Telemetry Skill
Access the CTO observability stack for logs, metrics, and dashboards.
When to Use
-
Querying pod logs via Loki
-
Checking metrics via Prometheus
-
Viewing dashboards in Grafana
-
Debugging agent failures
-
Monitoring Play workflow health
Stack Overview
Service Port Purpose
Prometheus 9090 Metrics collection and querying
Loki 3100 Log aggregation (like Prometheus for logs)
Grafana 3000 Dashboards and visualization
Port Forwards (Required for Local Access)

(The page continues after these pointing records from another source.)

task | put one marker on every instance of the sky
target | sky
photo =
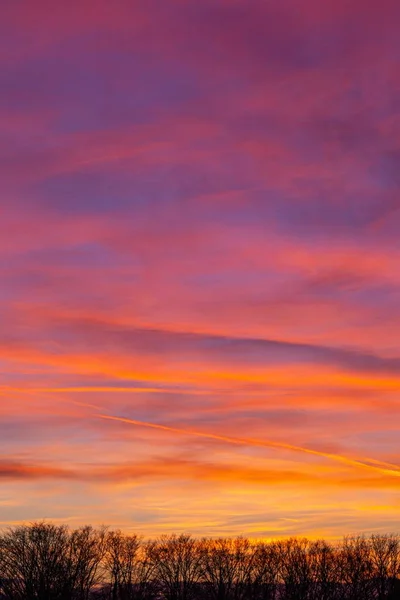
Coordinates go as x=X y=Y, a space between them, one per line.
x=200 y=265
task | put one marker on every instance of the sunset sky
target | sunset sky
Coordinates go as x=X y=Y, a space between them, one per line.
x=200 y=265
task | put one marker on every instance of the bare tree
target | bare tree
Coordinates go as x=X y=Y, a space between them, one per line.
x=128 y=568
x=33 y=562
x=86 y=550
x=176 y=564
x=356 y=570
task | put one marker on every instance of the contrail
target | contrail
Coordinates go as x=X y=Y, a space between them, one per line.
x=373 y=465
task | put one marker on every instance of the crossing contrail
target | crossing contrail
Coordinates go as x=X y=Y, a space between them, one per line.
x=370 y=464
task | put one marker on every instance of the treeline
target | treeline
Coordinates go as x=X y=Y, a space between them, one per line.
x=45 y=561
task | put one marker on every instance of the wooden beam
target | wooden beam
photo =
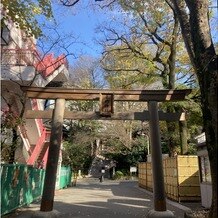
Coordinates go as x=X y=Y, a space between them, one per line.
x=94 y=94
x=80 y=115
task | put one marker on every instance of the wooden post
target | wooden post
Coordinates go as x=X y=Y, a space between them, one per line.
x=53 y=156
x=160 y=209
x=156 y=157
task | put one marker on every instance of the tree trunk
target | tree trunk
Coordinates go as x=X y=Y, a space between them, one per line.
x=13 y=146
x=197 y=36
x=183 y=136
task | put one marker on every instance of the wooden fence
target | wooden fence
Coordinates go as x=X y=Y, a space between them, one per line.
x=181 y=177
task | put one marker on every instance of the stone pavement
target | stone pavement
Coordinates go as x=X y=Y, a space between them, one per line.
x=112 y=199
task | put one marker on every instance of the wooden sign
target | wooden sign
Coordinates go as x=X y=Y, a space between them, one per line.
x=106 y=104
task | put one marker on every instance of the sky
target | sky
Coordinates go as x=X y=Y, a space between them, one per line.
x=82 y=19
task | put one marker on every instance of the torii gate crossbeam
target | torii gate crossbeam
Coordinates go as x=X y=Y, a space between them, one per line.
x=150 y=96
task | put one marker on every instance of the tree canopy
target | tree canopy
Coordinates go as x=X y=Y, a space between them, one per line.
x=26 y=14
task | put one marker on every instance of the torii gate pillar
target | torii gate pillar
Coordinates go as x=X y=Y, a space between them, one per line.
x=53 y=155
x=160 y=209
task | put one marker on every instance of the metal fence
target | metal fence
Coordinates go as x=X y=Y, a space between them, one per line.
x=22 y=184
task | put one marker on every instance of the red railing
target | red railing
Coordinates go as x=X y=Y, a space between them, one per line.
x=30 y=57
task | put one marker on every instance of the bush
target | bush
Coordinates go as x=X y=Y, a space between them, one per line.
x=118 y=175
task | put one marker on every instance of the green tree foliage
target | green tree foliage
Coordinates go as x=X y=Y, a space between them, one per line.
x=77 y=155
x=26 y=14
x=196 y=32
x=126 y=157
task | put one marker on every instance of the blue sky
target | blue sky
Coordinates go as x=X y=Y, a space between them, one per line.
x=81 y=20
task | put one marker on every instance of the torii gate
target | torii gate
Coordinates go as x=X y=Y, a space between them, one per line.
x=106 y=98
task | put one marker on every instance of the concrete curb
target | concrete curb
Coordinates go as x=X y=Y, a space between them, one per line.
x=156 y=214
x=47 y=214
x=175 y=204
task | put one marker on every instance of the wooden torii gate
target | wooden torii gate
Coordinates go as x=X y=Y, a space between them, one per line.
x=106 y=98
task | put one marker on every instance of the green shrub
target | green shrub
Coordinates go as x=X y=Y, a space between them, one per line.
x=118 y=175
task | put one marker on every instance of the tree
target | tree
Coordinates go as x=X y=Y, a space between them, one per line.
x=144 y=49
x=26 y=14
x=194 y=21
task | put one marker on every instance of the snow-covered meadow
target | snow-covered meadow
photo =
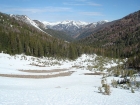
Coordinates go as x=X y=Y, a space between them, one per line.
x=27 y=80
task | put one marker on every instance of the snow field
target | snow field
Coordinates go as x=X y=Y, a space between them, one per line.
x=76 y=89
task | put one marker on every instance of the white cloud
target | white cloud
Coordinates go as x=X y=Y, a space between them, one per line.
x=92 y=13
x=82 y=2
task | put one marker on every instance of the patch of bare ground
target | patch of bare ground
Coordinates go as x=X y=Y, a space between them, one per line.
x=37 y=76
x=43 y=71
x=96 y=73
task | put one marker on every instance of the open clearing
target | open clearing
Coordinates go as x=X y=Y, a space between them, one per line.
x=60 y=82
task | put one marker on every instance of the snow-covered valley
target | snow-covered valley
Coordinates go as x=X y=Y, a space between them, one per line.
x=27 y=80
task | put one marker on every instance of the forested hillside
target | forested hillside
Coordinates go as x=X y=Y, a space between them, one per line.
x=17 y=37
x=121 y=39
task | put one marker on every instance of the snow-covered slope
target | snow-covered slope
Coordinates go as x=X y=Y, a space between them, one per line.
x=72 y=27
x=27 y=20
x=20 y=83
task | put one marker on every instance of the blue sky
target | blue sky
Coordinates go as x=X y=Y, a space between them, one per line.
x=59 y=10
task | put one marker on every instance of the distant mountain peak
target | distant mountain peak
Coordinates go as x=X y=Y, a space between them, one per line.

kubectl port-forward svc/prometheus-server -n observability 9090:80 kubectl port-forward svc/loki-gateway -n observability 3100:80 kubectl port-forward svc/grafana -n observability 3000:80
MCP Tools Available
Prometheus Tools
Tool Purpose
prometheus_query
Instant query (current value)
prometheus_query_range
Range query (time series)
prometheus_labels
List all label names
prometheus_series
Find series matching labels
Loki Tools
Tool Purpose
loki_query
Query logs with LogQL
loki_labels
List all label names
loki_label_values
Get values for a label
Grafana Tools
Tool Purpose
grafana_search_dashboards
Find dashboards by name
grafana_get_dashboard
Get dashboard definition
grafana_query_prometheus
Query Prometheus via Grafana
grafana_query_loki_logs
Query Loki via Grafana
grafana_list_alert_rules
List configured alerts
Loki (Logs)
LogQL Basics
All logs from CTO namespace
{namespace="cto"}
Filter by pod name
{namespace="cto", pod=~"coderun-.*"}
Search for errors
{namespace="cto"} |= "error"
JSON parsing
{namespace="cto"} | json | level="error"
Regex filter
{namespace="cto"} |~ "tool.*mismatch"
Common Queries for CTO
All CodeRun pod logs
{namespace="cto", app="coderun"}
Morgan intake logs
{namespace="cto", pod=~"intake-.*"}
Play workflow logs
{namespace="cto", pod=~"play-.*"}
Errors only
{namespace="cto"} |= "error" | json
Tool inventory issues (A10)
{namespace="cto"} |~ "tool.*(mismatch|missing)"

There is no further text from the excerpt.